O mesmo historiador também escreveu que durante o reinado de Adriano (117-138), as falésias de Capri tornaram-se um lugar altamente turístico.
Mostrava-se ali o local das execuções onde os prisioneiros depois de longas torturas eram por ordem de Tibério precipitadas das falésias.
Em baixo esperavam marinheiros, que com os seus remos acabavam de os massacrar.

Não sabemos que pensar de tais afirmações: será um estilo literário destinado a agradar aos leitores de Suetónio?
Será o reflexo duma espécie de mitologia Tiberiana que, mais de um século depois dos fatos teria deformado e ampliado a realidade?

Hoje é impossível saber, no máximo podemos supor que Tibério duma natureza inquieta e violenta, sofreu muito com a morte do seu filho Druso.

Durante o seu exílio Tibério manteve sempre uma ligação com Roma, que provavelmente ele ainda governava por correspondência.
Embora a sua base fosse Capri, por vezes Tibério percorria as rivagens de Campânia com a frota de Miseno, sem todavia se aproximar de Roma. (Suet.,Tib.,72).

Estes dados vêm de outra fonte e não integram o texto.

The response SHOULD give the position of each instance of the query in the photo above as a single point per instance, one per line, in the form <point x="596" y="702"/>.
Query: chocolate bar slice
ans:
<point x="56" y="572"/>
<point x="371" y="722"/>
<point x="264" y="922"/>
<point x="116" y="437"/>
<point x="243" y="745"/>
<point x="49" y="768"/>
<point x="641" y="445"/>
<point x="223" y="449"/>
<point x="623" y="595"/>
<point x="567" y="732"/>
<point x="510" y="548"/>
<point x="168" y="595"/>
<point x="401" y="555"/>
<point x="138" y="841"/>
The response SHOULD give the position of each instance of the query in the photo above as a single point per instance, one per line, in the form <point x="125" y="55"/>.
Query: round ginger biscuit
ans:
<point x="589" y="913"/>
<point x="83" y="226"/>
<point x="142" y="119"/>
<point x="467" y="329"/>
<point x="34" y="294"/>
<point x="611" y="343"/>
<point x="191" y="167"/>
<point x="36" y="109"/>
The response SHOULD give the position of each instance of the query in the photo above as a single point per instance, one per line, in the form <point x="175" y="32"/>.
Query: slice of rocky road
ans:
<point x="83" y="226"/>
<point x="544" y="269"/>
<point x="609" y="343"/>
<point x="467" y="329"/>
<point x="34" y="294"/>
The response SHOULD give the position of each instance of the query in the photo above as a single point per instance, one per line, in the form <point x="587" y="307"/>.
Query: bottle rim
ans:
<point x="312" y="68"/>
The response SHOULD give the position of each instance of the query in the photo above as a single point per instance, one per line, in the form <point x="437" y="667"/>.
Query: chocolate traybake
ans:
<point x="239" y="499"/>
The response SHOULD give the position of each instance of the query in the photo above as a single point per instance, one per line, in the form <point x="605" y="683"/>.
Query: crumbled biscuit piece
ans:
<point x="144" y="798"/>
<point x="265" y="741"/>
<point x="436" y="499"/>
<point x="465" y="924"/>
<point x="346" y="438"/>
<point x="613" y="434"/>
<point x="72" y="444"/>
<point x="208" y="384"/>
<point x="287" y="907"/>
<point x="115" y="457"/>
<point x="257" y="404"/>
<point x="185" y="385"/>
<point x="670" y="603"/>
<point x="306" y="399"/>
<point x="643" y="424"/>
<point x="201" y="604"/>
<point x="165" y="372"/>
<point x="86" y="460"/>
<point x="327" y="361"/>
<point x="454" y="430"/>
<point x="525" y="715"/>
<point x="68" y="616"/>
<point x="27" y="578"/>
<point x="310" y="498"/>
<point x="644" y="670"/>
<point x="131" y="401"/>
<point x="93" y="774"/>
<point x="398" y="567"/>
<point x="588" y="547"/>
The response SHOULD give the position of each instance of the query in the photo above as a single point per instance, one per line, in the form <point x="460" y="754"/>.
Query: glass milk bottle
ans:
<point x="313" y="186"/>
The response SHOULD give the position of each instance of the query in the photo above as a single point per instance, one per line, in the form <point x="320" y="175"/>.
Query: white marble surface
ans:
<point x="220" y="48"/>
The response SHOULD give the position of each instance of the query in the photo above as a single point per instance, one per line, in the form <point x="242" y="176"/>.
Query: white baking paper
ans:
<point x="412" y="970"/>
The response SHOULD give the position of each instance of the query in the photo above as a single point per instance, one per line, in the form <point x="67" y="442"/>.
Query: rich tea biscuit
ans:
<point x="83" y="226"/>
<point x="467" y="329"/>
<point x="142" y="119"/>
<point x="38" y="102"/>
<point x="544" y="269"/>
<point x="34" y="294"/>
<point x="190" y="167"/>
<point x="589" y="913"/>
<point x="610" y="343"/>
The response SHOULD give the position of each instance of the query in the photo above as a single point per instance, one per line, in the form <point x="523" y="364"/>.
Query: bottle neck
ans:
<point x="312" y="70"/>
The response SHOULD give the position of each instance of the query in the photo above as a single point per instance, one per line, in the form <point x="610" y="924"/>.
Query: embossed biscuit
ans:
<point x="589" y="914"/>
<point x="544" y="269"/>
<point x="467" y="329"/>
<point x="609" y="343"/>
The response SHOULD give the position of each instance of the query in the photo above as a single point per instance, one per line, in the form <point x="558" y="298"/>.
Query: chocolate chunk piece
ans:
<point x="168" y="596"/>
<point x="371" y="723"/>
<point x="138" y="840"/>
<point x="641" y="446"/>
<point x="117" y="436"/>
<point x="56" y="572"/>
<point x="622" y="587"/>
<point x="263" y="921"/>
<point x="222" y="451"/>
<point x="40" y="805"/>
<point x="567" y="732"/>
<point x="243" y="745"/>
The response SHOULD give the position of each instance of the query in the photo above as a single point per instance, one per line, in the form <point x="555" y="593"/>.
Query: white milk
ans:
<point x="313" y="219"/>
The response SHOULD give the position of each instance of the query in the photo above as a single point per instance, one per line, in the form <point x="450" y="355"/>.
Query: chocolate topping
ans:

Foi no regresso duma dessa viagens na costa da Itália do sul que Tibério adoeceu.
O imperador faleceu em Lucullus (Miseno), no dia 17 de março de 37, com 78 anos. (Suet.,Tib.,73)

Tácito dá-nos uma versão mais rocambulesca.
No décimo sétimo dia antes das calendas de abril, a respiração de Tibériou parou, e já pensavam que tinha falecido. Mas então quando Calígula se preparava para inaugurar o seu reinado, anunciaram que Tibério já tinha recuperado  a palavra, a visão, e pediu de comer e beber para recuperar do desmaio.
A recuperação de tibério não agradou a todos sobretudo a Calígula.

Macro o novo Prefeito do Pretório terá decidido eliminá-lo? (Tac..,Ann.,VI,50).
Suetónio também fala em rumores de assassinato, mas na realidade Tibério não foi assassinado nem ressuscitou.
Apesar do que nos relata Tácito, Tibério faleceu provavelmente de velhice na sua cama.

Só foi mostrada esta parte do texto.